I have been a practicing attorney for almost 30 years. In 2004, my husband, Glenn Kantor, and I established the well-known law firm, Kantor & Kantor that specializes in plaintiff ERISA and bad faith, life, health, disability and other insurance cases. The vast majority of my cases involve representing insureds who have been denied coverage for treatment for an eating disorder. Over the last 10 years, much of my work has been fighting for the rights of patients who are denied treatment on the basis of denials that violate the Federal Parity Law. My firm currently represents over 250 clients who are suffering from eating disorders and other mental illnesses, and have been denied treatment.
In 2006, Thompkins v. BC Life Ins. Co., 414 F.Supp.2d 953 (C.D. Cal. 2006) was the first published district court decision in California in which a client was denied benefits for inpatient treatment of Bulimia Nervosa. The court applied the California Mental Health Parity Law and found that the insurer had violated parity by denying our client’s treatment. The insurer paid the benefits it should have paid.
In 2012, the United States Court of Appeals for the 9th Circuit ruled in favor of our client, Janine Harlick in Harlick v Blue Shield of California, 686 F. 3d 699 (9th Cir. 2012), holding that the California’s Mental Health Parity Act must provide coverage of all medically necessary treatment for the nine enumerated “severe mental illnesses” under the same financial terms as those applied to physical illnesses. This decision was the first of its kind in the country and has paved the way for other mental health parity rulings. That same year, in Burton v Blue Shield of California Life & Health Ins. Co., 2012 WL 242842 (C.D.Cal.), the United States District Court for the Central District of California ruled in favor of our client, deciding that California’s Mental Health Parity Act mandates that Blue Shield of California must provide benefits for residential treatment of Ms. Burton’s major depressive and panic disorder. The Burton court relied on Harlick, pointing out the impossibility separating treatment for severe underlying mental illnesses from treatment for alcohol dependency.

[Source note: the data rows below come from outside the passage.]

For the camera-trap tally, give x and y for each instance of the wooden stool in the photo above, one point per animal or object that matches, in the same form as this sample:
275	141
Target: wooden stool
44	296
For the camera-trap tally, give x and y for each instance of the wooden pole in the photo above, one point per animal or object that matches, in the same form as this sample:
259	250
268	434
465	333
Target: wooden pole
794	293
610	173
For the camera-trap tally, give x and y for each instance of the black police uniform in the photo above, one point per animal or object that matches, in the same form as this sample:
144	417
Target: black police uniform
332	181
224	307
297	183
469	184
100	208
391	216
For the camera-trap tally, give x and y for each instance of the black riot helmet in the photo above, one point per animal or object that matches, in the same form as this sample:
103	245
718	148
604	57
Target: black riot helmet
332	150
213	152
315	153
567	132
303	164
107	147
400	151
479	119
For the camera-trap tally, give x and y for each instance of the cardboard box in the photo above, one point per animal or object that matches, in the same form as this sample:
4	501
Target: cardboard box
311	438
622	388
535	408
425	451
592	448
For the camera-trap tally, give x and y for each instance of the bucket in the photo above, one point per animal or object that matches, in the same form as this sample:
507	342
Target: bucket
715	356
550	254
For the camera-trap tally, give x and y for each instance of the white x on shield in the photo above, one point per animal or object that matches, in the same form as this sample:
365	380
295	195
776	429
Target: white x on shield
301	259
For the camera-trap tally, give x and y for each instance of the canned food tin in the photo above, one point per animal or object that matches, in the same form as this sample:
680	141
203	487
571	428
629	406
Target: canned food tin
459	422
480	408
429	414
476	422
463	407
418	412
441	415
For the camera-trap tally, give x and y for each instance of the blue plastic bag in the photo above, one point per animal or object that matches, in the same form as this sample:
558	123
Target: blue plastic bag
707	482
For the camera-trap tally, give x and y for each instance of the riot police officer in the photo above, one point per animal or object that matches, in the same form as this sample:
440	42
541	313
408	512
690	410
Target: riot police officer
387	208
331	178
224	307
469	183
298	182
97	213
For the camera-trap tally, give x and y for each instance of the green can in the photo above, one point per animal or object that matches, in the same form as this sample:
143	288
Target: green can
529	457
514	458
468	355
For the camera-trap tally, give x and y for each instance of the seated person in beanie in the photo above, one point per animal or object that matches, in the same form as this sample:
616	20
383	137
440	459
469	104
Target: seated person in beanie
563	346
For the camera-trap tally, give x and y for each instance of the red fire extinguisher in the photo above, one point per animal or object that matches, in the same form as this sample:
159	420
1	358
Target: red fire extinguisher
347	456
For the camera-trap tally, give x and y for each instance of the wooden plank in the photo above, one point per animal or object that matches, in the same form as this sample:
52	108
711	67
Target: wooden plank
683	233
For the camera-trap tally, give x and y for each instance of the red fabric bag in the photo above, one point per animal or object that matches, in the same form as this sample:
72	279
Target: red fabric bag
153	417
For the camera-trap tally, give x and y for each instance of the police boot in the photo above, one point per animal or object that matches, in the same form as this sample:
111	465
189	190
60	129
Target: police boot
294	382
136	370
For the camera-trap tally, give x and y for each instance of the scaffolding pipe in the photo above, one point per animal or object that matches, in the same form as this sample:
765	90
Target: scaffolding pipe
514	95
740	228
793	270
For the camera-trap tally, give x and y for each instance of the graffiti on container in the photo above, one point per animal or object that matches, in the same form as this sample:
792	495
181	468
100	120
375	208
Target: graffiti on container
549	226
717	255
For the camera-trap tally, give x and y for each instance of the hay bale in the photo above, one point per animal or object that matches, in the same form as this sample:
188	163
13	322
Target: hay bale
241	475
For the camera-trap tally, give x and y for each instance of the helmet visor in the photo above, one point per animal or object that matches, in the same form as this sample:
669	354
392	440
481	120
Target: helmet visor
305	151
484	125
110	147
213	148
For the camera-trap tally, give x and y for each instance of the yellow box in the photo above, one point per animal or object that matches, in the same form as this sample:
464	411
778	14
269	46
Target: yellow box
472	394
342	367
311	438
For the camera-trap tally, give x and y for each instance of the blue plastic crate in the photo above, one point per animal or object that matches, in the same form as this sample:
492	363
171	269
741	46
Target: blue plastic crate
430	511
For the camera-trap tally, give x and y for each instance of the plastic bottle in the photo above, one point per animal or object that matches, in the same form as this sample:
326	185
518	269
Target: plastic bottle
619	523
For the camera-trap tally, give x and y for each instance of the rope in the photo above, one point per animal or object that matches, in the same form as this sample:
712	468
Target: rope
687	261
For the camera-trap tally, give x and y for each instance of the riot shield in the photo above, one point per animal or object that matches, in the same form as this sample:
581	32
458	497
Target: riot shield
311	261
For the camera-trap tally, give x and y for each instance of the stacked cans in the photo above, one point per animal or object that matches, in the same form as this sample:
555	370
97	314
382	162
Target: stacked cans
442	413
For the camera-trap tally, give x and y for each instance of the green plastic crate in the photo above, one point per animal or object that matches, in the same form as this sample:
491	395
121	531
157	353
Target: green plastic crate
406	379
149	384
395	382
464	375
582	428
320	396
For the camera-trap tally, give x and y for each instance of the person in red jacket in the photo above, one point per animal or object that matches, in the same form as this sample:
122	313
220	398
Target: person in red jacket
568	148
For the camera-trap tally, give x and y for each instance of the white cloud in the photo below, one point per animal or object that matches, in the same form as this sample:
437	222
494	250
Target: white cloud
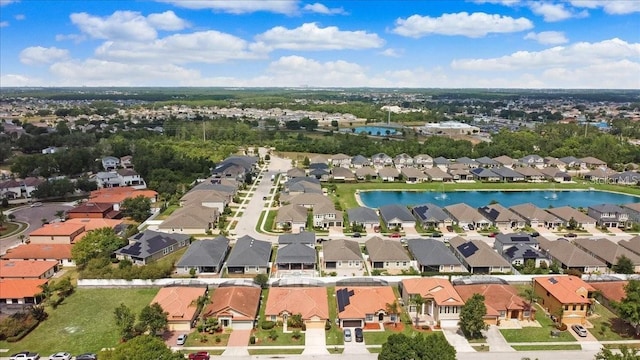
93	72
614	7
199	47
392	52
38	55
574	56
554	12
473	25
127	25
548	37
311	37
287	7
167	21
323	9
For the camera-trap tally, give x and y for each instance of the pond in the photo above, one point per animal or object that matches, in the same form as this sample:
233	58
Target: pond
540	198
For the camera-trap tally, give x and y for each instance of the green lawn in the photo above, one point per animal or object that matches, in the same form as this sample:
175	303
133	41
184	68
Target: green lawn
607	326
536	334
83	322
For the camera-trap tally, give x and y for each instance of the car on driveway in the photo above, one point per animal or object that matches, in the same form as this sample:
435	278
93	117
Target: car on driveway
580	330
60	356
359	335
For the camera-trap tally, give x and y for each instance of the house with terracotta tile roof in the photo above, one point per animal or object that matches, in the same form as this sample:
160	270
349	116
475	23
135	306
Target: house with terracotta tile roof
57	233
27	269
360	305
92	210
179	302
234	306
567	298
18	293
310	302
60	253
502	302
442	302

On June 10, 2014, in Rea v. Blue Shield of California, 226 Cal. App. 4th 1209 (2014), the California Court of Appeal ruled in favor of our client, reversing the trial court and holding that the California Mental Health Parity Act required Blue Shield to provide all medically necessary treatment for people suffering from severe mental illnesses, including anorexia and bulimia. Blue Shield sought review of the ruling by the California Supreme Court, but the request was denied. As a result, both the federal and state courts have taken consistent positions regarding the interpretation of the Mental Health Parity Act.
I am a staunch advocate for those suffering from eating disorders and other mental illnesses because I believe that with the right treatment, these are illness from which a person can fully recover. I believe that insurance companies should be forced to honor their contractual obligations with their insureds by recognizing what the medical community has already recognized; that mental illnesses are serious, debilitating conditions that deserve the same treatment as physical ailments. Through the work I have done, I have seen firsthand that recovery is possible. My biggest reward through my work has been to watch many of my former clients go on to lead full, happy and healthy lives after receiving the treatment to which they were entitled.